If you’re relatively new to using spreadsheets and databases, it can be difficult to determine whether Microsoft Excel or Access is the best software for a specific project. Asking yourself a few simple questions can help you choose between Excel and Access when you have data to create, store, or analyze. Let’s take a closer look at some of the points you should consider.
Question 1: What’s my data like? Excel and Access store data in very different ways. Excel stores information in a flat file, whereas Access stores data in a set of tables that can be related to one another. If you are working with a small set of data that is related, Excel may be the best choice for you. For example, the data below is all related to a set of products and the values in the cells are unique. This looks like a good candidate for a spreadsheet:
Access can make your project easier if you’re storing data that can be broken into one or more sets, or tables. For example, the spreadsheet below shows the same product information as above, but with wholesaler information. The wholesaler name and address are repeated many times, which could make the information difficult to maintain. For example, if a wholesaler changes its address, someone will have to update many spreadsheet rows. This data would work well broken into a Wholesaler table and a Products table in Access, with another table joining records from the two:
Question 2: What problem am I trying to solve? It’s important to have the end goal in mind when you choose between Excel and Access for a project. Excel is often easier for simple projects requiring calculations or analysis. If your data is all related and unique, like the first screenshot above, Excel will probably be sufficient in helping you solve your issue. Access can be a better choice when you need a place to enter, store, and query large amounts of data. You can create forms where users can enter and view records more easily than in a spreadsheet format, and you can even add validation and rules to the forms to prevent data entry errors. Access is also a powerful program when you need to answer various business questions on the fly. Excel offers filtering and sorting functions, but Access will allow you to manipulate your data in almost any way you can imagine using queries.

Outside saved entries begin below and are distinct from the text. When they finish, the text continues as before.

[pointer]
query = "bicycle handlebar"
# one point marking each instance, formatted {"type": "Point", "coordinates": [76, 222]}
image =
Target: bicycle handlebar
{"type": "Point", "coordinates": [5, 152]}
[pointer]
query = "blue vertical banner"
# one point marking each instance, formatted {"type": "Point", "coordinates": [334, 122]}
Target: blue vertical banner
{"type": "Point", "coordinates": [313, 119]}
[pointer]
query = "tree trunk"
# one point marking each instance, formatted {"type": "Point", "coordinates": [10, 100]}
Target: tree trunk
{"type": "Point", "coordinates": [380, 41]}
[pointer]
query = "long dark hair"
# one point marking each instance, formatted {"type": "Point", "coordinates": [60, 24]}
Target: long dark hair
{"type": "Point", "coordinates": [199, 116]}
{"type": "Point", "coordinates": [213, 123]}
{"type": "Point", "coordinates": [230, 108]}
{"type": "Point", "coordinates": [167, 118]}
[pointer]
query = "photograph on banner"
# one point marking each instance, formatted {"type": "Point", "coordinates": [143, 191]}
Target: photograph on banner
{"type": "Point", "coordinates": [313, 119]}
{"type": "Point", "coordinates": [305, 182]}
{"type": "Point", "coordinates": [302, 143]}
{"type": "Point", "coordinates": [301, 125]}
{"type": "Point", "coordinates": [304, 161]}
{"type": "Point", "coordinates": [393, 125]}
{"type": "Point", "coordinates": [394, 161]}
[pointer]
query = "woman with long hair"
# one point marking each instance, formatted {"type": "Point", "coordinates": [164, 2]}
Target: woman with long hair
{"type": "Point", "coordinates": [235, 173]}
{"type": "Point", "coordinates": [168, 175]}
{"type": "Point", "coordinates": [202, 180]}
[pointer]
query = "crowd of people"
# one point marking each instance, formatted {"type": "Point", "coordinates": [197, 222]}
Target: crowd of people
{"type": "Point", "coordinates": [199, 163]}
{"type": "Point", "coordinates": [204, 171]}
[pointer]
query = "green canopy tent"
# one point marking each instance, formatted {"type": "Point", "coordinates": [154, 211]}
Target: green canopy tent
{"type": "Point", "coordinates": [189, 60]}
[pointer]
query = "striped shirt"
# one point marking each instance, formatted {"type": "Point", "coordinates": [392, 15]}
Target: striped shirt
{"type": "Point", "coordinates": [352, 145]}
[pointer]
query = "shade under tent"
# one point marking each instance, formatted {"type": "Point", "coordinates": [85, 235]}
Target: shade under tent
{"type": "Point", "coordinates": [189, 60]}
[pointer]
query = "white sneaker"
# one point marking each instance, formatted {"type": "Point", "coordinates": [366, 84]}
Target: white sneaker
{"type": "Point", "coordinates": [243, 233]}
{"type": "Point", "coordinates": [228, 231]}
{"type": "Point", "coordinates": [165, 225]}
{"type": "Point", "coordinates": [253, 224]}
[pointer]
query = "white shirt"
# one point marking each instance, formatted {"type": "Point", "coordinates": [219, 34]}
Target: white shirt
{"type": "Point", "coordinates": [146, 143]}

Question 3: Will I be adding data later? Another consideration you should make when choosing the software for a project is the project timeline. Users are generally more familiar with creating spreadsheets, so Excel will usually be the best choice for small, one-time projects. Access is often better suited for longer-term projects, especially if multiple users will be entering and retrieving information. A well-designed database will save duplicate data entry, as illustrated in the second screenshot above, and offers more options for user-friendly forms and reports.
If you’ve carefully considered your project in light of these questions, you should have a good idea of the best software for your needs. Excel and Access are both powerful programs, and choosing the best one for your task will save you time and effort.